Le 23 août 2014, le roi Mohammed VI ordonnait l’ouverture d’une enquête sur le projet résidentiel Badès à Al Hoceima réalisé par la Compagnie générale immobilière, une filiale de la CDG. Le même jour, un communiqué des départements de l’Intérieur et des Finances, dirigés par deux anciens walis, respectivement de Tanger et Casablanca, faisait état de «défaillances techniques dans la réalisation du projet, objet des doléances des bénéficiaires».
Les prévenus ne sont pas logés à la même enseigne
Trois semaines après l’intervention royale, des sources médiatiques avancent que les investigations menées par une équipe de la Brigade nationale de la police judiciaire (BNPJ) se dirigeraient vers une mise en cause de quelques petits responsables. Parmi eux, M.B, la directrice de tout le projet. Elle assure également le suivi de la construction d’un hôtel, toujours à Al Hoceima. Apparemment, la dame n’aurait pas supporté les onze heures d’interrogatoire et se serait évanouie.

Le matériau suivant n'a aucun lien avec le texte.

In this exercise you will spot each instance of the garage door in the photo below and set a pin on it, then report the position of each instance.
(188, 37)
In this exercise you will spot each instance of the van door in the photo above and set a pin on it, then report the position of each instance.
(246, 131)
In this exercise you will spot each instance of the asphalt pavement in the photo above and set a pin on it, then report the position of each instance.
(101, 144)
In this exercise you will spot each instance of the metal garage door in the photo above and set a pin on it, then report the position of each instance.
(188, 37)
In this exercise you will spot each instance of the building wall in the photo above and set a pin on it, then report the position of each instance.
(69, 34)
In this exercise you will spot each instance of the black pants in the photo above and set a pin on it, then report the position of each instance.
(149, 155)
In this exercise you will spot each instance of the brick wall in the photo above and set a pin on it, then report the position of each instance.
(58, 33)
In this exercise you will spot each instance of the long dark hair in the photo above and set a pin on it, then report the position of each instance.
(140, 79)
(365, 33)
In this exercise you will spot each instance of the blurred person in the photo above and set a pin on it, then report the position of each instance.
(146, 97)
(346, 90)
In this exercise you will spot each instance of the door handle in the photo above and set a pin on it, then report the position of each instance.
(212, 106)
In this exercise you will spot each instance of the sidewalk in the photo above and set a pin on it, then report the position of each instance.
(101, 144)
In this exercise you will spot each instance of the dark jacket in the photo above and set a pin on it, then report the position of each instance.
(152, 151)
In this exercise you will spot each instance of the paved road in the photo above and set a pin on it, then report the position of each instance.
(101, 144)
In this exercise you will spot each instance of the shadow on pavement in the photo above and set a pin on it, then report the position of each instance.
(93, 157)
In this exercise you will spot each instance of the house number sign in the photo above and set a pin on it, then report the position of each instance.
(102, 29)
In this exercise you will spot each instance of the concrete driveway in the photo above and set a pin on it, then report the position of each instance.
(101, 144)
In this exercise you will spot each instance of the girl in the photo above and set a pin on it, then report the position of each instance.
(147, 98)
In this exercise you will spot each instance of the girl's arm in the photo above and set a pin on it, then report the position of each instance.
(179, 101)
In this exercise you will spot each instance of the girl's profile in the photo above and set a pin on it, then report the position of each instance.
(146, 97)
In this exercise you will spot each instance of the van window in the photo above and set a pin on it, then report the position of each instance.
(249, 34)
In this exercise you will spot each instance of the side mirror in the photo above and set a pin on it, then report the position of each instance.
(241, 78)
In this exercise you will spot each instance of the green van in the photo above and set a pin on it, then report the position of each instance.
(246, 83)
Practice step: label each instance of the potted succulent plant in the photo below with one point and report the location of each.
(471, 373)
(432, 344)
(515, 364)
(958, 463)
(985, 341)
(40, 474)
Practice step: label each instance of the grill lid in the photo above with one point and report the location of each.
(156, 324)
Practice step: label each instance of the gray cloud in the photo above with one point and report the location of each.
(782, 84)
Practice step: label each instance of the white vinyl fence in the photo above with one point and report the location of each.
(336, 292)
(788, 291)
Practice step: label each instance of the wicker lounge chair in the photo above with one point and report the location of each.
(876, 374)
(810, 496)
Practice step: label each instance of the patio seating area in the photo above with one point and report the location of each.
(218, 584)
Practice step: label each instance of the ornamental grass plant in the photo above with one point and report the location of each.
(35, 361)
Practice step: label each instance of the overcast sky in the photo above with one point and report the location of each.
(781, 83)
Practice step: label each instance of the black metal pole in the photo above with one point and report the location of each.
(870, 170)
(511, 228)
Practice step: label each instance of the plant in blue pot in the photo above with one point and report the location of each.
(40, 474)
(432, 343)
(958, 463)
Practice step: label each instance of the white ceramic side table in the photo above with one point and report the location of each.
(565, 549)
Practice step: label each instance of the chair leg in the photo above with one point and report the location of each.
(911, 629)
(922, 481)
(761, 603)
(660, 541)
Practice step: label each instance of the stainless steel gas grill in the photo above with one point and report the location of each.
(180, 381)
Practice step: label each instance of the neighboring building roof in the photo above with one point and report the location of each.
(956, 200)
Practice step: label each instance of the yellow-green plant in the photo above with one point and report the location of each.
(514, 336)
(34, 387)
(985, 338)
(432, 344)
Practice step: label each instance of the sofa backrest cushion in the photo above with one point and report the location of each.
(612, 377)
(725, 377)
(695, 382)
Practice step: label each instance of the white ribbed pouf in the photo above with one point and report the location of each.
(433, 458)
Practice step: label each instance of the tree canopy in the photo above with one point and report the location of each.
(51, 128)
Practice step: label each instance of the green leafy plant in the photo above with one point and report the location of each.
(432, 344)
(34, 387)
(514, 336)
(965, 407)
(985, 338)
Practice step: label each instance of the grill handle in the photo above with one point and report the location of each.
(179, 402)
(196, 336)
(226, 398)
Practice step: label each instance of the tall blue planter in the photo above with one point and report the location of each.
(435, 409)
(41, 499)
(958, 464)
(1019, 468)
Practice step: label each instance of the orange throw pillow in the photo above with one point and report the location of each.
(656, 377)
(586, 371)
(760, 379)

Quant aux grosses pointures, ils ont eu droit à un autre traitement. Ils sont auditionnés, non pas par la BNPJ, mais par une commission conjointe des ministères de l’Intérieur et des Finances. Sur la liste des chanceux, figurent l’actuel directeur général de la CGI, Mohamed Ali Ghannam, le directeur des opérations de la société publique sur l’axe Rabat-Nord et le directeur général délégué chargé du pôle des constructions. Ces trois hauts responsables ont dû répondre à des questions sur la conformité des résidences livrées aux propriétaires (dont plusieurs MRE) avec les cahiers de charges.
Ouvrir la boîte de Pandore
Avant que n’éclate cette affaire, les responsables de la CGI, dans une volonté d’étouffer le scandale, ont proposé aux victimes de les dédommager mais selon un prix bien inférieur à celui du marché. Une offre rejetée par les propriétaires qui ont saisi la présence du roi Mohammed VI à Al Hoceima pour le contacter et solliciter son intervention.
L’onde de choc de Madinat Badès aurait atteint le quartier Ghandi à Casablanca où certains cadres de la CGI, filiale de la CDG, auraient bénéficié de villas à des tarifs défiant toute concurrence. Des cadeaux pour qu’ils ferment les yeux sur les nombreuses irrégularités qu’a connues le projet.
Cette affaire a valeur de test pour la justice marocaine : Aura-t-elle assez d’audace pour aller jusqu’au bout et ouvrir la boîte de Pandore ou se contentera-t-elle, comme d’habitude, de quelques boucs émissaires en vue de clore le dossier ? Le cas de l'effondrement des trois immeubles au quartier Bourgogne à Casablanca est malheureusement un parfait exemple de cette politique.